Reproducibility

If you are using ESGF data in an analysis publication, the journal to which you are submitting may require that you provide data citations or availability. While we are working on improving this in ESGF, we also wanted to highlight the current functionality. Consider the following query assumed to be used in an unspecified analysis. For comparison, we will print the underlying dataframe to show the results of the search.

cat = ESGFCatalog().search(
    experiment_id="historical",
    source_id="CanESM5",
    variable_id=["gpp", "tas", "nbp"],
    variant_label=["r1i1p1f1"],
    frequency="mon",
)
cat.df
table_id experiment_id institution_id variable_id datetime_start activity_drs version member_id source_id datetime_stop grid_label mip_era project id
0 Amon historical CCCma tas 1850-01-16T12:00:00Z CMIP 20190429 r1i1p1f1 CanESM5 2014-12-16T12:00:00Z gn CMIP6 CMIP6 [CMIP6.CMIP.CCCma.CanESM5.historical.r1i1p1f1....
1 Lmon historical CCCma nbp 1850-01-16T12:00:00Z CMIP 20190429 r1i1p1f1 CanESM5 2014-12-16T12:00:00Z gn CMIP6 CMIP6 [CMIP6.CMIP.CCCma.CanESM5.historical.r1i1p1f1....
2 Lmon historical CCCma gpp 1850-01-16T12:00:00Z CMIP 20190429 r1i1p1f1 CanESM5 2014-12-16T12:00:00Z gn CMIP6 CMIP6 [CMIP6.CMIP.CCCma.CanESM5.historical.r1i1p1f1....

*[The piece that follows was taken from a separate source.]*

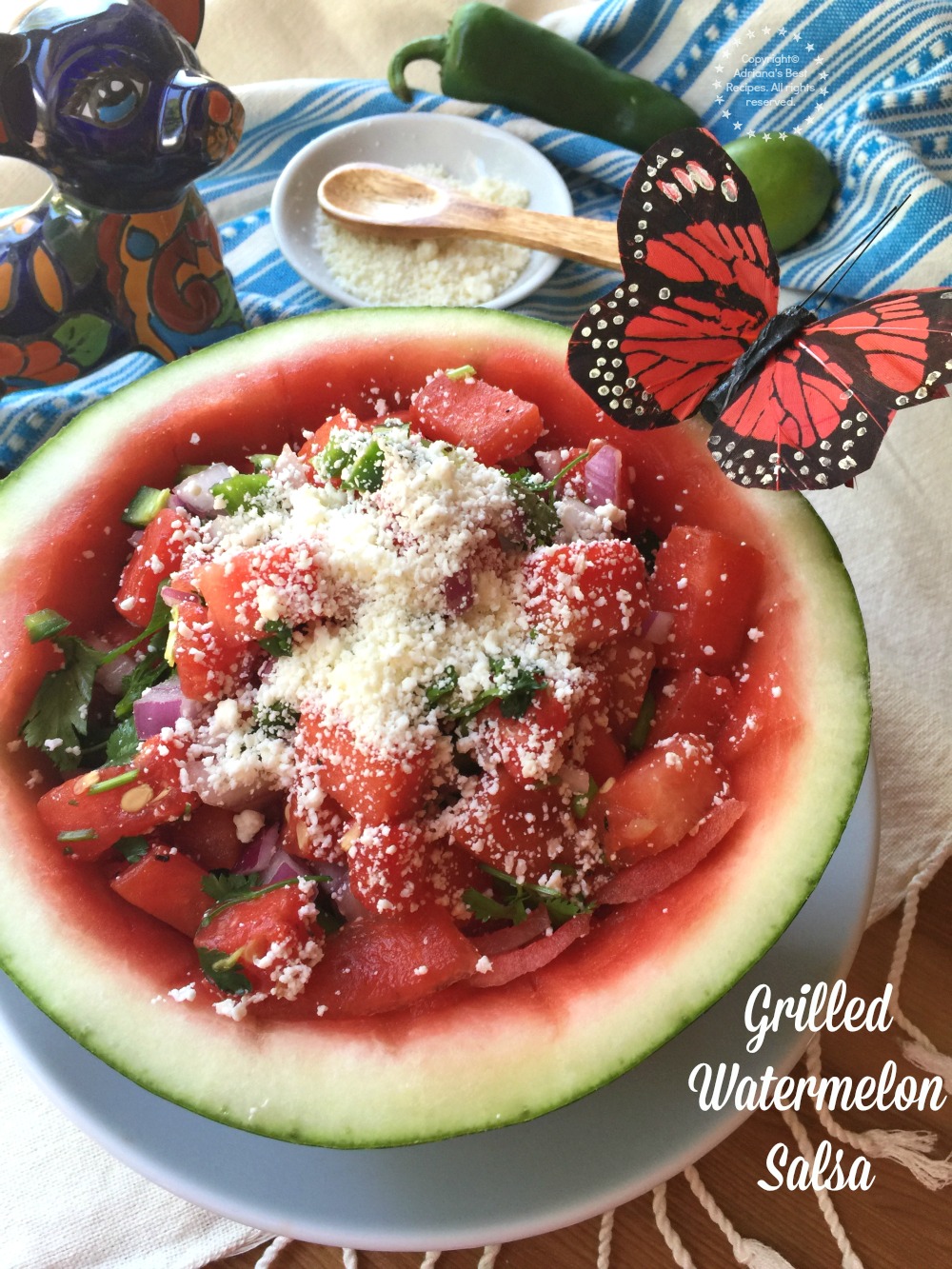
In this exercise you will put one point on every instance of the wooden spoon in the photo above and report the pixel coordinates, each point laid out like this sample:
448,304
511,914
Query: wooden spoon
373,198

In the course of the analysis, you would download the datasets into a dictionary.

dsd = cat.to_dataset_dict(add_measures=False)

Then you may loop through the datasets and pull out the tracking_id from the global attributes of each dataset.

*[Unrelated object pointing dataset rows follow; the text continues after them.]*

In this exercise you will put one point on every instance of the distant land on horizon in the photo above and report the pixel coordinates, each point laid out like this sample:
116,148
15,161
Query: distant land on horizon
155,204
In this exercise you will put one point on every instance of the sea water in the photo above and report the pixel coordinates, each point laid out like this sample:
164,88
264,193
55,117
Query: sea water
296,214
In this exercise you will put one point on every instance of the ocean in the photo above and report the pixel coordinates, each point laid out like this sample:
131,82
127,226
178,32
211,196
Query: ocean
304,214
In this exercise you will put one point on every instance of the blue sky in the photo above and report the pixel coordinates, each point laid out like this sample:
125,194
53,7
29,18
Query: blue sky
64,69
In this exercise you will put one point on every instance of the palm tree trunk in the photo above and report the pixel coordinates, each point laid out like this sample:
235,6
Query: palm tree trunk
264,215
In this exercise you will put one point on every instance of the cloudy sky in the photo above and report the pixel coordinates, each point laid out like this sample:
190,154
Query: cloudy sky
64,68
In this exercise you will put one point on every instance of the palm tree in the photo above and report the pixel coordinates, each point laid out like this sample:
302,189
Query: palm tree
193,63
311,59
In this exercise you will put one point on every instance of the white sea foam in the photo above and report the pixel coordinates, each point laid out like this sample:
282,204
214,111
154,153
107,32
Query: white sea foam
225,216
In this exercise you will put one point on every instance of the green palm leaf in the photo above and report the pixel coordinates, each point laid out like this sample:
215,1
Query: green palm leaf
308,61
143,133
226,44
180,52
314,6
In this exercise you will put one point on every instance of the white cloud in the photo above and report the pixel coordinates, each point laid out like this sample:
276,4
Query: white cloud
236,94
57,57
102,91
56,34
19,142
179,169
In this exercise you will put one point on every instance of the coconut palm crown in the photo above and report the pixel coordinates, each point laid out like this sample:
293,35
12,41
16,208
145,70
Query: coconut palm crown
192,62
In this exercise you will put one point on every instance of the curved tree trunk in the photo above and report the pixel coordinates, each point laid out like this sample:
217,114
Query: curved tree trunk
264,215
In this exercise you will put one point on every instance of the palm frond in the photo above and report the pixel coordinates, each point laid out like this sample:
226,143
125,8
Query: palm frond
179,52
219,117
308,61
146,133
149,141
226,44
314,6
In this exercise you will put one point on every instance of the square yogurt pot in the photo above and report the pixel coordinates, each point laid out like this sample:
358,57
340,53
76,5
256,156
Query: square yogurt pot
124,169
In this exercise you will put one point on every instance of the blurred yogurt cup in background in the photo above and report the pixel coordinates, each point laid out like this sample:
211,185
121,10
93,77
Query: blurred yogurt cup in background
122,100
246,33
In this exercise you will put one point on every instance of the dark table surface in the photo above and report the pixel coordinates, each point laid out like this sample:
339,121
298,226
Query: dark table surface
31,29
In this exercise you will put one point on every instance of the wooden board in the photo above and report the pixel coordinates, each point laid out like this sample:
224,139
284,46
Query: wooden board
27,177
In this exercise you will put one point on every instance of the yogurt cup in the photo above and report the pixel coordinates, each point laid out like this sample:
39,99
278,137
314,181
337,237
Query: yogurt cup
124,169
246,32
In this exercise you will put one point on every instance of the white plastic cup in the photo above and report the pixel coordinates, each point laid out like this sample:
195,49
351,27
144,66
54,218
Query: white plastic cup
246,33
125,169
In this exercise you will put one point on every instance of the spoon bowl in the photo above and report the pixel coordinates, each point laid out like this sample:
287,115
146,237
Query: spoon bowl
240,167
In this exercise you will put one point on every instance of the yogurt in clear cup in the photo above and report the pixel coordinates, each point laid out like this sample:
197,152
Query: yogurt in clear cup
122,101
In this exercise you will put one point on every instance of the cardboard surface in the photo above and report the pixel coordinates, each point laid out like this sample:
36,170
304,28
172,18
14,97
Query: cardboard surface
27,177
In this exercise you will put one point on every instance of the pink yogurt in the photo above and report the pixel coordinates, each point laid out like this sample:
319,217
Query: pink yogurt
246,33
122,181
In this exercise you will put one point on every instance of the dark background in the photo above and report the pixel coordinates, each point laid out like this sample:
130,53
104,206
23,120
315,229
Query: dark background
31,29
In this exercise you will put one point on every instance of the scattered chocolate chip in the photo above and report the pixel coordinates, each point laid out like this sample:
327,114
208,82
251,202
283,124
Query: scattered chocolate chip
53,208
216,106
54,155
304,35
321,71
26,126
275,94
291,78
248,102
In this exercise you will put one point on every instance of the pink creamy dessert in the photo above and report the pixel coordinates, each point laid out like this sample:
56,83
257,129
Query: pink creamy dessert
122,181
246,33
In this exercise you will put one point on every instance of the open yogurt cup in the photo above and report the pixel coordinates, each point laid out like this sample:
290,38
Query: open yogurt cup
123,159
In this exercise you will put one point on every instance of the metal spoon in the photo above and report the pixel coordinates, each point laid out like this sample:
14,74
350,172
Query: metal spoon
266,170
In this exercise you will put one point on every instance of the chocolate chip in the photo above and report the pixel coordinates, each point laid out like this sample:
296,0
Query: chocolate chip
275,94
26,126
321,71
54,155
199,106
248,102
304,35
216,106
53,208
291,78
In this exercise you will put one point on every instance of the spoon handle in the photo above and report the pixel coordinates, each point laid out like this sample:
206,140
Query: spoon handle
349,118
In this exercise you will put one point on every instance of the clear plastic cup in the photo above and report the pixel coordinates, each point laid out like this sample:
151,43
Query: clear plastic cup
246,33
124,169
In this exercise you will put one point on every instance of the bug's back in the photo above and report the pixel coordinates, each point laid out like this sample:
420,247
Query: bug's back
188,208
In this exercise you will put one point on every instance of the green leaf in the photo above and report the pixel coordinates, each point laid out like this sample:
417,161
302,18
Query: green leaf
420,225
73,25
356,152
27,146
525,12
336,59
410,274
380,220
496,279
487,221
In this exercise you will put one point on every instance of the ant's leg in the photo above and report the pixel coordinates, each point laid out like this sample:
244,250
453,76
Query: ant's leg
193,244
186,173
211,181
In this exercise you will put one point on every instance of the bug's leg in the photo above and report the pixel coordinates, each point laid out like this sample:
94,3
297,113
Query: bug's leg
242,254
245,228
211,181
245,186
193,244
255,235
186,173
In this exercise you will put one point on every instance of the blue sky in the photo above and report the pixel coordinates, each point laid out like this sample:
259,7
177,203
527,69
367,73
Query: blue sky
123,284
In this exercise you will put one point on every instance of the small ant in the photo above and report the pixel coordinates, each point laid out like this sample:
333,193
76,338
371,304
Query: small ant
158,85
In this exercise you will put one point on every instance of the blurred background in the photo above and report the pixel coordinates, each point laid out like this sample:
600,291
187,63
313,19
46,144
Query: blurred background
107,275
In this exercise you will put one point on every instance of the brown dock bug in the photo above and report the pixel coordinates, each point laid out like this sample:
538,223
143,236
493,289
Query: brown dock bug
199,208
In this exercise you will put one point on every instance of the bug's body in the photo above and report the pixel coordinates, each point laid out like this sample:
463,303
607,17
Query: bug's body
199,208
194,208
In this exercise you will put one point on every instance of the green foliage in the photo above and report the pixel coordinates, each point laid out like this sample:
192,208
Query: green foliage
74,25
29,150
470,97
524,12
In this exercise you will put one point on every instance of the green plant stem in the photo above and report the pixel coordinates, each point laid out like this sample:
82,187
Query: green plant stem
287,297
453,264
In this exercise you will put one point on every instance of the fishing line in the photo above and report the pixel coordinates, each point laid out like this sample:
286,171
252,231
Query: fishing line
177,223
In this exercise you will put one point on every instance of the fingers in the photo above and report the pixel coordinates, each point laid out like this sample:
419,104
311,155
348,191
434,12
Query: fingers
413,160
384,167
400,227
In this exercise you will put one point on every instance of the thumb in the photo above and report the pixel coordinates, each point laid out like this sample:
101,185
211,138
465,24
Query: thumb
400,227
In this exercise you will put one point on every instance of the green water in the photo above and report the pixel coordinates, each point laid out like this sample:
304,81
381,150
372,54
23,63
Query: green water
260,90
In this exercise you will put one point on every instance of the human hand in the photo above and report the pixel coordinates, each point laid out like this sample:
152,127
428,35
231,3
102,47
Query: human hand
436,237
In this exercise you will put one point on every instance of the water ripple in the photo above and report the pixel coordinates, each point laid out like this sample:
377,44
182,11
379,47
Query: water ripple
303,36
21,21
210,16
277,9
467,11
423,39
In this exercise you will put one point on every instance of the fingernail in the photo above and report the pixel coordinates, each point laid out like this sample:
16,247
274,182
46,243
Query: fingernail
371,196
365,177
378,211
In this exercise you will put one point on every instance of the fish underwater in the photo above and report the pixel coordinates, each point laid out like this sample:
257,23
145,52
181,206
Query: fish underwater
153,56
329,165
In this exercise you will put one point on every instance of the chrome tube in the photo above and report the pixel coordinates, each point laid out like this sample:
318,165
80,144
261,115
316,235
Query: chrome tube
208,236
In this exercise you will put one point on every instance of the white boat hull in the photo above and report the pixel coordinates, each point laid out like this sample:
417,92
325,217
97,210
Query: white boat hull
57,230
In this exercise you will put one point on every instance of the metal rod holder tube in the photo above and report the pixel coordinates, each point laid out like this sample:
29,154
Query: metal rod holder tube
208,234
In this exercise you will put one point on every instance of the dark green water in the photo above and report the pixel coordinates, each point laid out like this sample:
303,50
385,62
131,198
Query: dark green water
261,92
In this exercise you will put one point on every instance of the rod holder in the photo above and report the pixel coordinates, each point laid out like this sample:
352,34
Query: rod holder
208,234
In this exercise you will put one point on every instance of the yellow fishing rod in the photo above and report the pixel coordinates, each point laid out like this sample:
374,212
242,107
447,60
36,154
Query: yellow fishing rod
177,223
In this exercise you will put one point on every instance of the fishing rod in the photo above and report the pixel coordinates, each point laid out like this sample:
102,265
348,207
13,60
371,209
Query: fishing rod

tracking_ids = [ds.tracking_id for _,ds in dsd.items()]
for tracking_id in tracking_ids:
    print(tracking_id)
hdl:21.14100/387658c8-f085-4ab8-995c-def848e7d856
hdl:21.14100/872062df-acae-499b-aa0f-9eaca7681abc
hdl:21.14100/52656bcc-3758-463b-964f-ef8863a6424a

The tracking_id is similar to a digital object identifier (DOI) and can be provided in some form in your paper or supplemental material to be precise about what ESGF data you used. If you have a list of tracking_ids, then you can pass them into from_tracking_ids() to reproduce the catalog.

new_cat = ESGFCatalog().from_tracking_ids(tracking_ids)
new_cat.df
table_id experiment_id institution_id variable_id activity_drs version member_id source_id grid_label mip_era project id
0 Lmon historical CCCma gpp CMIP 1 r1i1p1f1 CanESM5 gn CMIP6 CMIP6 [CMIP6.CMIP.CCCma.CanESM5.historical.r1i1p1f1....
1 Amon historical CCCma tas CMIP 1 r1i1p1f1 CanESM5 gn CMIP6 CMIP6 [CMIP6.CMIP.CCCma.CanESM5.historical.r1i1p1f1....
2 Lmon historical CCCma nbp CMIP 1 r1i1p1f1 CanESM5 gn CMIP6 CMIP6 [CMIP6.CMIP.CCCma.CanESM5.historical.r1i1p1f1....

If you visually compare cat with new_cat you will see that they are the same. From here you may interact with the new catalog and recover the data you used if needed. This can also be used to quickly communicate the colleagues which data should be used.